There is no possibility of a toxic amount of of this light as the body simply stops synthesizing Vitamin D once it has enough. And, your body (and also your rabbit's) can store Vitamin D for later use. So if a rabbit's required 'photoperiod' is 5 minutes a day, and he gets 35 minutes of noonday sun in one day, that's enough for that week.

There are risks, however, in taking your rabbit outside. Predators, escape, pathogens, pesticides, and other dangers lurk about. If you do take your rabbits outside regularly to munch on some grass in the noonday sun, be sure that the grass is pesticide-free and that it's a dry day. More humid days make for more pathogens swimming about in the air and on the ground.

Harcourt-Brown also says, "Significantly higher PTH and lower blood calcium levels have been found in rabbits without dental disease and living outside in natural conditions." Finally, an interesting note Harcourt-Brown makes, "Despite its prevalence in the pet rabbit population, PSADD is not documented in laboratory rabbits, even though the majority of these animals are not provided with twigs, grass, hay, or any other abrasive diet." [ Ed. But do they get UVB from laboratory lighting?]

She goes on to include, "Similar (dental) radiological changes to those that occur in rabbits with PSADD have been recorded in the incisors of genetically obese laboratory mice. In the mouse study, restricting the food intake prevented the (dental) changes taking place, which is the opposite expected result if the dental pathology was due to insufficient chewing."

These two observations, that lab rabbits do not develop PSADD, and that elimination of obesity in lab mice eliminates PSADD in mice, are packed with potentialities. And more research we're sure will be done on these two topics by Harcourt-Brown.

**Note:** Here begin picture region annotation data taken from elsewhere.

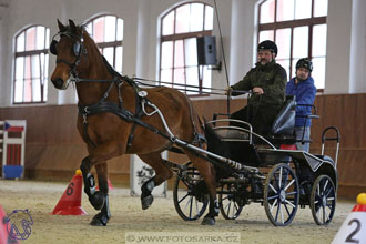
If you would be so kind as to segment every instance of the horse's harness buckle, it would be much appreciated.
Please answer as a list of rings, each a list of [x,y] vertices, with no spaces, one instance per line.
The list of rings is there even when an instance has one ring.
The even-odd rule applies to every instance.
[[[82,114],[82,119],[83,119],[83,123],[84,123],[84,124],[88,123],[88,121],[87,121],[87,119],[88,119],[88,113],[90,113],[90,110],[88,110],[88,109],[89,109],[89,108],[85,106],[85,108],[84,108],[84,113]]]

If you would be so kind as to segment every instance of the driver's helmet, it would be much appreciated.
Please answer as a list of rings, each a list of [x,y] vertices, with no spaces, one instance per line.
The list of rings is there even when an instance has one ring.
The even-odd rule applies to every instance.
[[[274,52],[276,55],[277,55],[277,52],[278,52],[276,43],[274,43],[273,41],[270,41],[270,40],[262,41],[258,44],[256,50],[257,51],[270,50],[271,52]]]
[[[312,60],[307,59],[307,58],[303,58],[303,59],[299,59],[296,63],[296,70],[298,68],[305,68],[307,69],[309,72],[313,71],[313,62]]]

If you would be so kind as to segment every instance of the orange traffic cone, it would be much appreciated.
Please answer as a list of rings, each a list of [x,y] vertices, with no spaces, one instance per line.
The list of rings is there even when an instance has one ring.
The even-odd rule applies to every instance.
[[[85,215],[87,212],[81,207],[81,171],[77,170],[75,175],[72,177],[68,189],[64,191],[51,214]]]
[[[343,222],[332,244],[358,243],[366,244],[366,193],[357,196],[357,204]]]
[[[7,223],[7,214],[0,205],[0,244],[19,243],[17,238],[9,235]]]
[[[99,184],[99,183],[98,183],[98,184]],[[110,179],[108,179],[108,187],[109,187],[109,190],[113,190],[113,185],[112,185]],[[99,185],[96,185],[95,189],[99,190]]]

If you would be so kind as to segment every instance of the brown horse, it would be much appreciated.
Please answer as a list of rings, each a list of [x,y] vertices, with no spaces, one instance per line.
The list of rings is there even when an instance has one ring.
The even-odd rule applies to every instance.
[[[83,27],[69,20],[60,21],[59,41],[52,40],[50,52],[57,55],[51,81],[57,89],[75,82],[79,98],[78,130],[88,146],[89,155],[81,162],[84,192],[95,210],[101,210],[91,225],[106,225],[111,213],[108,201],[106,161],[122,154],[138,154],[155,170],[155,176],[141,187],[142,209],[152,202],[154,186],[172,177],[172,170],[161,153],[176,144],[175,139],[205,149],[202,123],[190,100],[181,92],[159,87],[140,89],[116,73],[100,53]],[[133,139],[133,140],[132,140]],[[218,214],[215,170],[195,151],[179,145],[203,176],[210,194],[210,212],[202,224],[215,224]],[[202,153],[202,152],[201,152]],[[100,191],[95,191],[95,167]]]

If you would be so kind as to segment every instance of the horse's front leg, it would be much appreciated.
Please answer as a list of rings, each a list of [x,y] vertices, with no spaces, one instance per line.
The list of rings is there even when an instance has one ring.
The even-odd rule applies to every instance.
[[[104,205],[100,213],[94,215],[93,220],[90,222],[93,226],[105,226],[108,221],[111,218],[110,205],[109,205],[109,185],[108,185],[108,165],[105,162],[95,165],[98,174],[98,184],[100,192],[103,193]],[[98,192],[98,191],[96,191]]]
[[[84,181],[84,192],[89,197],[89,202],[95,210],[101,210],[100,214],[96,214],[91,225],[106,225],[111,214],[109,211],[109,197],[108,197],[108,170],[105,161],[114,156],[121,155],[119,151],[121,146],[116,143],[109,142],[98,145],[95,149],[89,149],[89,156],[82,160],[80,170],[82,172]],[[90,170],[95,166],[100,191],[95,190],[94,176],[90,173]]]
[[[89,197],[89,202],[95,210],[101,210],[105,203],[105,194],[102,191],[95,190],[94,175],[90,173],[91,167],[94,164],[90,161],[89,156],[82,160],[80,170],[84,180],[84,192]]]

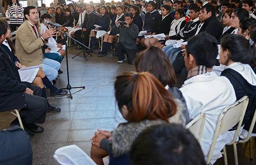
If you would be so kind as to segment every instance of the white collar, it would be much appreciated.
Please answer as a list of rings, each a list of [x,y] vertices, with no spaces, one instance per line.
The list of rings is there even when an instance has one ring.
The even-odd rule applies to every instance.
[[[162,21],[163,21],[164,20],[164,19],[165,19],[166,16],[167,16],[168,15],[169,15],[170,14],[170,13],[168,13],[167,15],[166,15],[165,16],[162,16]]]
[[[194,20],[192,20],[192,21],[193,22],[196,22],[197,21],[199,21],[199,17],[197,17],[197,18],[195,19]]]

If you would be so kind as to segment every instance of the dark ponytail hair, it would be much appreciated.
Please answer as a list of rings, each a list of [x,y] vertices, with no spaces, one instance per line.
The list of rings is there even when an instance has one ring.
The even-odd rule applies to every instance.
[[[239,26],[242,30],[242,33],[245,32],[246,30],[249,30],[249,28],[256,21],[253,18],[243,18],[239,21]]]
[[[101,9],[101,8],[103,8],[105,9],[105,10],[106,10],[106,13],[105,14],[107,14],[107,15],[108,15],[108,10],[107,9],[107,7],[106,6],[104,6],[104,5],[102,5],[101,6],[100,9]]]
[[[228,50],[229,60],[245,64],[252,64],[255,57],[254,44],[244,37],[231,34],[222,39],[223,50]]]

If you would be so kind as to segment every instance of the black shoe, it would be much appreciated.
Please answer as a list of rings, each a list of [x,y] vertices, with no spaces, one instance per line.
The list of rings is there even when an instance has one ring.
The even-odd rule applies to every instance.
[[[25,126],[25,129],[28,132],[32,133],[39,133],[43,132],[43,128],[37,124],[33,124],[33,128]]]
[[[60,90],[58,89],[56,92],[50,93],[50,95],[51,96],[64,96],[68,94],[68,91],[67,90],[62,90],[60,91]]]
[[[52,81],[52,82],[53,82],[53,85],[55,85],[56,84],[56,80],[53,80]]]
[[[47,111],[48,112],[60,112],[60,111],[61,111],[61,109],[60,109],[60,108],[59,108],[59,107],[55,107],[53,106],[51,106],[49,107],[49,109],[48,109],[48,110]]]
[[[60,74],[61,74],[62,73],[63,73],[63,71],[62,70],[60,70],[60,69],[59,69],[58,71],[58,73],[59,73]]]
[[[112,55],[113,56],[117,56],[117,53],[112,53]]]

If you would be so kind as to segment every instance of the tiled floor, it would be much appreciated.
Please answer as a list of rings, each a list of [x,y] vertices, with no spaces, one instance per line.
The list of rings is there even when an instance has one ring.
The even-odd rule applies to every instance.
[[[70,85],[72,87],[85,86],[85,90],[69,98],[50,99],[52,105],[60,107],[61,112],[48,113],[43,124],[45,131],[31,138],[33,151],[33,165],[54,165],[58,164],[53,156],[58,148],[76,144],[90,154],[90,138],[98,128],[111,130],[123,121],[115,106],[113,89],[115,77],[125,72],[134,71],[134,66],[127,63],[117,64],[117,58],[111,53],[107,57],[98,58],[96,53],[87,57],[88,61],[79,57],[71,59],[78,52],[70,49],[69,65]],[[59,75],[56,86],[65,87],[67,85],[66,60],[62,63],[64,73]],[[179,79],[178,79],[179,80]],[[178,82],[179,85],[182,84]],[[97,88],[94,88],[95,87]],[[74,92],[79,89],[72,90]],[[8,127],[14,117],[8,113],[0,113],[0,130]],[[240,165],[255,165],[245,156],[241,145],[238,145]],[[234,165],[233,149],[228,148],[229,165]],[[248,154],[246,154],[248,155]],[[255,160],[255,156],[254,157]],[[217,165],[224,165],[223,159]]]

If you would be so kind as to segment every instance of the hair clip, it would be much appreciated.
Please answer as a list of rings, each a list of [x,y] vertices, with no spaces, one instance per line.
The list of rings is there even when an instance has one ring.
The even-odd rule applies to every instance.
[[[137,74],[135,74],[133,75],[133,80],[137,80],[137,77],[138,77],[138,75],[139,75],[139,73],[137,73]]]
[[[249,39],[249,43],[250,46],[250,47],[251,47],[252,46],[253,46],[253,45],[254,45],[254,42],[253,41],[252,41],[252,40],[251,39],[251,38],[250,38],[250,39]]]

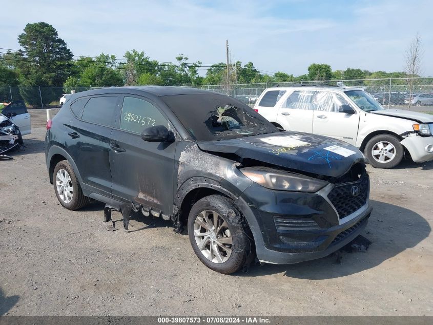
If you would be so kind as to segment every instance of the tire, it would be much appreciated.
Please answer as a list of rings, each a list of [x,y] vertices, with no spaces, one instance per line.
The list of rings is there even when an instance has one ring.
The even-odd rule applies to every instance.
[[[387,134],[373,137],[364,150],[370,164],[380,168],[391,168],[398,165],[403,159],[404,151],[398,138]]]
[[[57,200],[68,210],[77,210],[89,202],[88,199],[83,195],[79,182],[67,160],[62,160],[56,165],[53,173],[53,180]],[[67,187],[63,185],[62,187],[64,184],[66,184]],[[72,190],[68,189],[70,188],[72,188]],[[72,195],[69,195],[69,194],[71,193]]]
[[[214,231],[216,217],[217,231]],[[245,233],[247,228],[234,202],[221,195],[211,195],[198,201],[188,218],[188,236],[194,253],[203,264],[223,274],[239,271],[255,256],[252,236]],[[251,234],[249,229],[246,231]],[[208,232],[213,234],[197,236]],[[200,250],[199,245],[202,243]]]

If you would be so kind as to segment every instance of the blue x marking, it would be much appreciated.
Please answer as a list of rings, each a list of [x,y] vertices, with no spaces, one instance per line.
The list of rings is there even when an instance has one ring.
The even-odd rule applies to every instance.
[[[313,150],[314,152],[315,152],[315,155],[313,155],[311,157],[310,157],[308,160],[312,160],[313,159],[316,159],[316,158],[321,158],[324,159],[326,161],[326,162],[328,163],[328,166],[329,166],[329,168],[332,168],[331,166],[331,162],[332,159],[334,159],[335,160],[341,160],[341,157],[338,157],[337,156],[334,156],[333,155],[330,155],[331,151],[317,151],[316,150]]]

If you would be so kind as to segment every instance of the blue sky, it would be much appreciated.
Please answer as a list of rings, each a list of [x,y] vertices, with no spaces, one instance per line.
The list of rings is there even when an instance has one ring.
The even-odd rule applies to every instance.
[[[15,49],[27,23],[57,29],[75,55],[128,50],[153,60],[233,61],[295,75],[312,63],[370,71],[404,70],[404,55],[418,32],[423,74],[433,75],[433,1],[413,0],[182,0],[8,1],[2,5],[0,47]],[[7,17],[7,18],[5,18]],[[201,73],[204,73],[201,71]]]

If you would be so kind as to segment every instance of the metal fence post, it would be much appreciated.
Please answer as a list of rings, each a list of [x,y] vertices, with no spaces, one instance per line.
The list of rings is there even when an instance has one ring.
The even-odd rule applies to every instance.
[[[42,105],[42,108],[44,108],[44,103],[42,102],[42,93],[40,92],[40,86],[38,86],[39,87],[39,95],[40,96],[40,105]]]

In the meantime, it is certainly a good idea to look into making sure your rabbit gets their true 'photoperiod' each day, or the amount of time required by a certain animal to obtain their needed amount of sunlight.

And also to keep them slim and trim. An aside, cats are the only animals, other than the invertebrates who manufacture their own Vitamin D, that do not require sunlight in order to synthesize the Vitamin D hormone. Ain't that just like a cat?

One final note on this article by Harcourt-Brown, she clearly opines that doing a minimal trim on maloccluded teeth is preferable over the now 'old school' approach, which is to trim them down to the base of the gum line. Doing this, she notes, only causes the tooth to grow back faster and more deformed and destroys enamel of which rabbits have a finite amount during their lifetimes. This would be a good thing to discuss with your vet if your rabbit is going in for regular trims.